The company claims its Surface Earbuds were developed with an eye toward matchless comfort, a compelling design, rich sound quality, and integration with the Office 365 suite.
Microsoft Surface Earbuds
The Surface Earbuds are another great example of Microsoft’s hardware techs, with the excellent build quality and a design that’s not hesitant to deviate from the rivals. You’ll either adore or reject the appearance of them. It can look like you’re wearing mid-2000s lobe gauges or PopSockets in your ears.
The Surface Earbuds radiate class, even if you’re not disappointed with the style. They’re ranked IPX4 water-resistant, suggesting they can survive splashes from any direction. Microsoft isn’t placing these as fitness earbuds, but if they fit you well, they’ll be relevant to that job.
The Surface Earbuds come in a bright, pill-shaped charging case with the Microsoft logo at the top. There’s a USB-C port around back, a pairing button on the bottom, and that’s the extent of the case. Sadly, it doesn’t have wireless charging capacities. But at under an inch tall and less than three inches wide, it’s very compact and moveable.
Microsoft supports SBC and aptX Bluetooth codecs here — AAC remains out — and we found the connection stability to be rock-solid during our fleeting time outside each day. The Surface Earbuds can stand up to eight hours of constant battery life before requiring a recharge. The case gives two extra refills for a total of 24 hours.
You can check the remaining battery percentage for each earbud, but sadly, Microsoft doesn’t present any method of checking the case’s remaining juice. You’ll know it requires a recharge when the single LED inside turns red, but that’s it.
Regarding the broad, flat surface area of the Surface Earbuds, we presumed their touch-sensitive controls would be an ease. Not really. You can tap twice on either earbud to pause or play music. But Microsoft breaks track controls and volume between the two sides. You swipe forward on the left earbud to skip a song or back to return to the previous one.
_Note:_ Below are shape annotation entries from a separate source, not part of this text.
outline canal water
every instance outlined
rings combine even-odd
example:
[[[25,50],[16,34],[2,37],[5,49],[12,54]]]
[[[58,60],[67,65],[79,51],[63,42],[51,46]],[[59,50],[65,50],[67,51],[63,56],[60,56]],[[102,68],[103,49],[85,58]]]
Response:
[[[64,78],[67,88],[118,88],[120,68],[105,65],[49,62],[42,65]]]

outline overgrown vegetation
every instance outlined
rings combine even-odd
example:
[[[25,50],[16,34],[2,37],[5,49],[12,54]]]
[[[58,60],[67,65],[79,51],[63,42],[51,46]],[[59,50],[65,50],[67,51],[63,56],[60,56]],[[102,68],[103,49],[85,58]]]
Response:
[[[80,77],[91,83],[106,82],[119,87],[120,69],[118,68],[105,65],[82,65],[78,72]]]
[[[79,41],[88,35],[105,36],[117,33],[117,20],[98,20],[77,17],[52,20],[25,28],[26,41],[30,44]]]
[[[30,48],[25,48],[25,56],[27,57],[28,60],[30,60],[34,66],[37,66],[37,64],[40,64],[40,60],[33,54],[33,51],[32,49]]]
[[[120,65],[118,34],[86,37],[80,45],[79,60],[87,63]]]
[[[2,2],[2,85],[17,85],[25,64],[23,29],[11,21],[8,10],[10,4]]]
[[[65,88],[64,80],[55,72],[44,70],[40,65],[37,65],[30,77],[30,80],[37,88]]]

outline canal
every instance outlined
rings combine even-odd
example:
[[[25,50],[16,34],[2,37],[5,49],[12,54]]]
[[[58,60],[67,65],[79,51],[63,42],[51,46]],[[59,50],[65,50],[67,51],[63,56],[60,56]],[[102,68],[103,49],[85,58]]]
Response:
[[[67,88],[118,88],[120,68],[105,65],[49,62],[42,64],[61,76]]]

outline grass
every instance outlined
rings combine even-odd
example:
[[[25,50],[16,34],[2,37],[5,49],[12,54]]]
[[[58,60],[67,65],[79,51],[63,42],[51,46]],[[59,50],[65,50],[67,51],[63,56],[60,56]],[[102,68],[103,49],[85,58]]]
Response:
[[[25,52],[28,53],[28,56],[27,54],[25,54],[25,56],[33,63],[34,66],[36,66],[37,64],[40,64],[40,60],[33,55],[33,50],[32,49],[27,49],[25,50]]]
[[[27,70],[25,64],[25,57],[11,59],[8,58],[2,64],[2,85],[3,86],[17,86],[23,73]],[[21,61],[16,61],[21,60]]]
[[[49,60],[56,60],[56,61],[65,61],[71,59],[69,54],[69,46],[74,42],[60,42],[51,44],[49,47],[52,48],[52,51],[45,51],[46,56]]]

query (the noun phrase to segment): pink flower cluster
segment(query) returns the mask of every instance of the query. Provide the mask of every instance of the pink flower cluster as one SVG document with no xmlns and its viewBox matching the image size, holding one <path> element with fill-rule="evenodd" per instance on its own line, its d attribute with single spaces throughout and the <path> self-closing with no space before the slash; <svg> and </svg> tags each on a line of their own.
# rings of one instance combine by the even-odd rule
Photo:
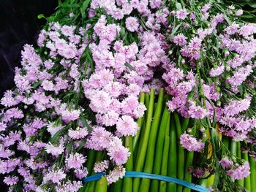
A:
<svg viewBox="0 0 256 192">
<path fill-rule="evenodd" d="M 188 134 L 183 134 L 180 137 L 180 142 L 183 147 L 188 151 L 201 151 L 204 147 L 204 143 L 197 141 L 195 137 Z"/>
<path fill-rule="evenodd" d="M 78 179 L 88 173 L 83 167 L 86 157 L 73 151 L 89 134 L 78 120 L 83 110 L 63 94 L 78 91 L 78 63 L 85 39 L 84 30 L 78 31 L 53 23 L 39 35 L 43 54 L 26 45 L 22 68 L 15 69 L 16 88 L 1 99 L 8 109 L 0 118 L 0 173 L 14 174 L 4 180 L 10 190 L 22 180 L 26 191 L 45 191 L 46 186 L 77 191 L 82 183 L 73 181 L 67 173 L 72 169 Z M 70 126 L 75 121 L 76 130 Z M 75 145 L 69 154 L 67 145 L 71 142 Z M 54 164 L 59 156 L 65 156 L 62 166 Z"/>
<path fill-rule="evenodd" d="M 250 174 L 250 167 L 248 162 L 227 171 L 227 174 L 234 180 L 241 180 Z"/>
</svg>

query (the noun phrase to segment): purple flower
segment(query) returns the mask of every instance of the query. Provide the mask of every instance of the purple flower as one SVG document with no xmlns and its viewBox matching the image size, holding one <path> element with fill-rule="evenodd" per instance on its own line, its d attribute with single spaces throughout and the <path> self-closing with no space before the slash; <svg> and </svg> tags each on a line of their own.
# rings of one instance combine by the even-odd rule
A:
<svg viewBox="0 0 256 192">
<path fill-rule="evenodd" d="M 234 180 L 241 180 L 250 174 L 250 167 L 248 162 L 236 169 L 227 171 L 227 174 L 230 175 Z"/>
<path fill-rule="evenodd" d="M 180 142 L 183 147 L 188 151 L 200 151 L 204 147 L 204 143 L 197 141 L 194 137 L 188 134 L 183 134 L 180 137 Z"/>
<path fill-rule="evenodd" d="M 129 17 L 125 20 L 125 26 L 128 31 L 131 32 L 137 31 L 139 27 L 139 23 L 137 18 Z"/>
<path fill-rule="evenodd" d="M 175 15 L 177 18 L 184 20 L 187 18 L 188 12 L 186 9 L 181 9 L 176 11 Z"/>
</svg>

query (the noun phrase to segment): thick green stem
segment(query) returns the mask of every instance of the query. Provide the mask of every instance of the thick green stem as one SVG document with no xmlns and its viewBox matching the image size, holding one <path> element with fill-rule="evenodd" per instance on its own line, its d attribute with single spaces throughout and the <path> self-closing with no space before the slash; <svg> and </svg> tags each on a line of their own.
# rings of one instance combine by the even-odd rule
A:
<svg viewBox="0 0 256 192">
<path fill-rule="evenodd" d="M 161 162 L 163 155 L 163 147 L 164 147 L 164 141 L 165 141 L 165 131 L 166 128 L 169 128 L 167 125 L 167 122 L 168 118 L 170 118 L 170 112 L 167 107 L 165 107 L 162 120 L 161 120 L 161 125 L 159 131 L 159 134 L 157 135 L 157 149 L 156 149 L 156 155 L 154 163 L 154 169 L 153 169 L 153 174 L 159 174 L 161 171 Z M 159 181 L 158 180 L 152 180 L 151 181 L 151 191 L 158 191 L 158 187 L 159 185 Z"/>
<path fill-rule="evenodd" d="M 241 144 L 240 144 L 240 142 L 237 142 L 237 154 L 236 154 L 237 157 L 241 159 L 242 157 L 241 157 Z M 242 180 L 237 180 L 236 181 L 237 183 L 241 186 L 241 187 L 244 187 L 244 180 L 242 179 Z"/>
<path fill-rule="evenodd" d="M 161 88 L 158 95 L 158 101 L 154 115 L 154 120 L 150 129 L 150 136 L 148 139 L 148 147 L 146 150 L 146 158 L 144 166 L 144 172 L 152 173 L 154 157 L 155 153 L 156 141 L 160 121 L 160 117 L 162 111 L 164 100 L 164 89 Z M 150 179 L 142 179 L 139 191 L 148 191 L 150 187 Z"/>
<path fill-rule="evenodd" d="M 103 158 L 103 151 L 97 151 L 95 153 L 95 162 L 99 161 L 102 159 Z M 94 171 L 91 172 L 92 174 L 94 174 L 95 172 Z M 95 188 L 96 182 L 95 181 L 91 181 L 89 183 L 86 184 L 86 188 L 84 192 L 94 192 L 94 188 Z"/>
<path fill-rule="evenodd" d="M 88 155 L 87 155 L 87 161 L 86 164 L 86 167 L 88 169 L 88 174 L 91 175 L 92 172 L 92 168 L 94 164 L 95 161 L 95 153 L 96 151 L 94 150 L 89 150 Z"/>
<path fill-rule="evenodd" d="M 230 142 L 230 152 L 235 156 L 236 156 L 236 153 L 237 153 L 236 149 L 237 149 L 236 142 L 235 142 L 234 140 L 232 140 Z"/>
<path fill-rule="evenodd" d="M 187 153 L 186 155 L 186 169 L 185 169 L 185 177 L 184 180 L 191 183 L 192 182 L 192 174 L 189 173 L 188 169 L 189 166 L 191 166 L 193 164 L 193 159 L 194 159 L 194 152 L 189 151 Z M 183 190 L 183 192 L 190 192 L 191 189 L 186 188 Z"/>
<path fill-rule="evenodd" d="M 94 192 L 107 192 L 107 191 L 108 191 L 108 181 L 106 177 L 102 177 L 97 182 Z"/>
<path fill-rule="evenodd" d="M 179 138 L 181 137 L 181 135 L 182 134 L 182 128 L 181 126 L 181 123 L 179 120 L 178 115 L 177 113 L 174 113 L 174 120 L 175 123 L 176 125 L 176 128 L 177 128 L 177 137 L 178 140 L 179 141 Z M 184 165 L 185 165 L 185 153 L 184 150 L 182 147 L 180 143 L 178 144 L 178 179 L 180 180 L 184 180 Z M 178 185 L 177 188 L 177 191 L 178 192 L 182 192 L 182 185 Z"/>
<path fill-rule="evenodd" d="M 131 155 L 125 164 L 127 171 L 133 171 L 133 138 L 132 136 L 128 136 L 125 138 L 125 147 L 129 148 Z M 124 179 L 124 192 L 132 192 L 132 178 L 127 177 Z"/>
<path fill-rule="evenodd" d="M 113 184 L 113 192 L 123 191 L 123 180 L 118 180 L 116 183 Z M 95 192 L 97 192 L 97 191 Z"/>
<path fill-rule="evenodd" d="M 169 122 L 170 122 L 170 118 L 169 118 Z M 166 176 L 167 172 L 169 146 L 170 146 L 170 137 L 169 135 L 165 135 L 165 145 L 164 145 L 164 153 L 163 153 L 163 157 L 162 157 L 162 161 L 161 164 L 161 175 L 164 175 L 164 176 Z M 159 192 L 165 192 L 166 188 L 167 188 L 166 182 L 160 181 Z"/>
<path fill-rule="evenodd" d="M 149 104 L 148 107 L 148 115 L 146 119 L 146 124 L 145 128 L 145 134 L 143 137 L 143 139 L 140 140 L 140 142 L 143 142 L 143 145 L 141 147 L 141 150 L 138 151 L 138 158 L 136 159 L 135 163 L 135 171 L 141 172 L 143 169 L 144 161 L 146 153 L 148 147 L 150 129 L 151 126 L 151 120 L 153 117 L 153 108 L 154 108 L 154 90 L 151 89 L 150 91 L 150 100 Z M 140 178 L 135 178 L 133 180 L 133 192 L 138 192 L 140 187 Z"/>
<path fill-rule="evenodd" d="M 246 153 L 242 153 L 242 157 L 243 159 L 244 159 L 246 161 L 249 161 L 249 157 L 248 157 L 248 152 Z M 254 182 L 256 182 L 256 180 L 255 180 Z M 255 191 L 255 188 L 253 188 L 252 191 L 251 189 L 251 176 L 248 175 L 247 177 L 244 178 L 244 186 L 246 188 L 246 189 L 249 191 Z"/>
<path fill-rule="evenodd" d="M 252 157 L 249 157 L 249 161 L 250 163 L 251 168 L 251 189 L 252 191 L 255 191 L 256 190 L 256 161 Z"/>
<path fill-rule="evenodd" d="M 184 118 L 182 122 L 182 132 L 185 131 L 189 126 L 189 118 Z"/>
<path fill-rule="evenodd" d="M 174 178 L 177 177 L 177 135 L 173 117 L 170 118 L 170 147 L 167 175 Z M 168 183 L 167 191 L 176 192 L 177 185 L 174 183 Z"/>
<path fill-rule="evenodd" d="M 224 146 L 222 146 L 222 155 L 224 155 L 226 154 L 226 150 L 230 148 L 230 139 L 227 137 L 223 136 L 222 144 L 224 145 Z"/>
</svg>

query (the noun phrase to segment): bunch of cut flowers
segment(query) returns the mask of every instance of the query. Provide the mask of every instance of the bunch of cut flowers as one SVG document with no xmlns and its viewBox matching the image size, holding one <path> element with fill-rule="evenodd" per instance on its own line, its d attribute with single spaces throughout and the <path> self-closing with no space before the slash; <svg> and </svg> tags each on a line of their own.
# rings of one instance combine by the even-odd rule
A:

And over on the right, you can swipe up or down to control volume.
Microsoft’s gesture for bringing up Siri or Google Assistant (just tap and hold on either bud) can sometimes conflict with these controls. And the swipe gestures on the left earbud testified fiddly in our trial. We had to swipe forward or back in a diagonal direction to get the track controls to read. We got the hang of it, but unluckily, you can’t customize the controls; the only option Microsoft allows is disabling them altogether if you’d rather handle everything on-device.
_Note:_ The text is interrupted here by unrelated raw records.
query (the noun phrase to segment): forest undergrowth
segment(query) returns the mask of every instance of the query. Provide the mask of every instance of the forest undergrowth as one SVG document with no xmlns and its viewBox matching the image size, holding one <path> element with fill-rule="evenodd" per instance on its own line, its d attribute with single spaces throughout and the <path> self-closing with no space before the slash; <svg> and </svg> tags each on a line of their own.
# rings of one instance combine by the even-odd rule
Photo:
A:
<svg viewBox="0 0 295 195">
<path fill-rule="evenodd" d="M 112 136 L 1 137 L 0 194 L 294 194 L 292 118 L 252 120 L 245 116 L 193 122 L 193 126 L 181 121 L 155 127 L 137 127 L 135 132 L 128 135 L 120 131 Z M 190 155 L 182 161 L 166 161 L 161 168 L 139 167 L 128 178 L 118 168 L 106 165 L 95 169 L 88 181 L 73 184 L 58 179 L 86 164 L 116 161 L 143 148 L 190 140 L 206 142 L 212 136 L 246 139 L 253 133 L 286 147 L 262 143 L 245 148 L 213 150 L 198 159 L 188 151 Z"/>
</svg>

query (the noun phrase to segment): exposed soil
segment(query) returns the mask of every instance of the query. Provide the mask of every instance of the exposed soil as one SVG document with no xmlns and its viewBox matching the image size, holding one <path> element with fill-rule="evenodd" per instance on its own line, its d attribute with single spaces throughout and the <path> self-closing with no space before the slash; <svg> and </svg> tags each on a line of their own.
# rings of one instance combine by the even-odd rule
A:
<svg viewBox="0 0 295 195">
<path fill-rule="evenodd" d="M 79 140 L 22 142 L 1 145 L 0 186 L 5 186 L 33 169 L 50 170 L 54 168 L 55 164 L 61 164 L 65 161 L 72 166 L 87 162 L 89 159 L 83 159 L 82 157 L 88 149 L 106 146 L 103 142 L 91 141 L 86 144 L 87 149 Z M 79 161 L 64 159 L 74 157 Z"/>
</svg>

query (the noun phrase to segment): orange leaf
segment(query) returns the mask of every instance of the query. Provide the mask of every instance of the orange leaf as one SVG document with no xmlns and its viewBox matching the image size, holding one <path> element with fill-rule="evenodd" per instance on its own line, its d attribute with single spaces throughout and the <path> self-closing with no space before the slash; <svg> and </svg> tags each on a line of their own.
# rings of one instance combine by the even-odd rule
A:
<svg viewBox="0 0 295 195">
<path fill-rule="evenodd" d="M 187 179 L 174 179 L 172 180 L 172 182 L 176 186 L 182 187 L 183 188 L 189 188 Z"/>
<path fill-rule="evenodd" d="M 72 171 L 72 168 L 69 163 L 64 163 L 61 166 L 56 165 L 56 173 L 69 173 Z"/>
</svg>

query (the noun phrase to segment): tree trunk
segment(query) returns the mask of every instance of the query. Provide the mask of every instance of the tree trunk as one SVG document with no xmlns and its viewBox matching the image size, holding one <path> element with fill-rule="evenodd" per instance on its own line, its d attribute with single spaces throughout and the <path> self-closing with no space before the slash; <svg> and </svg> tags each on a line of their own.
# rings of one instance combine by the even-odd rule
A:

Microsoft uses EQ customization in the Surface Audio app for Windows, Android, and iOS. The app is also what you’ll use to update the earbuds’ firmware. The charging case can only be updated when plugged into a Windows PC.
The Microsoft Surface Earbuds released on May 12 for $199.99 and come in single off-white Glacier color. Microsoft’s buds are comparatively pricey regarding their lack of noise-canceling feature.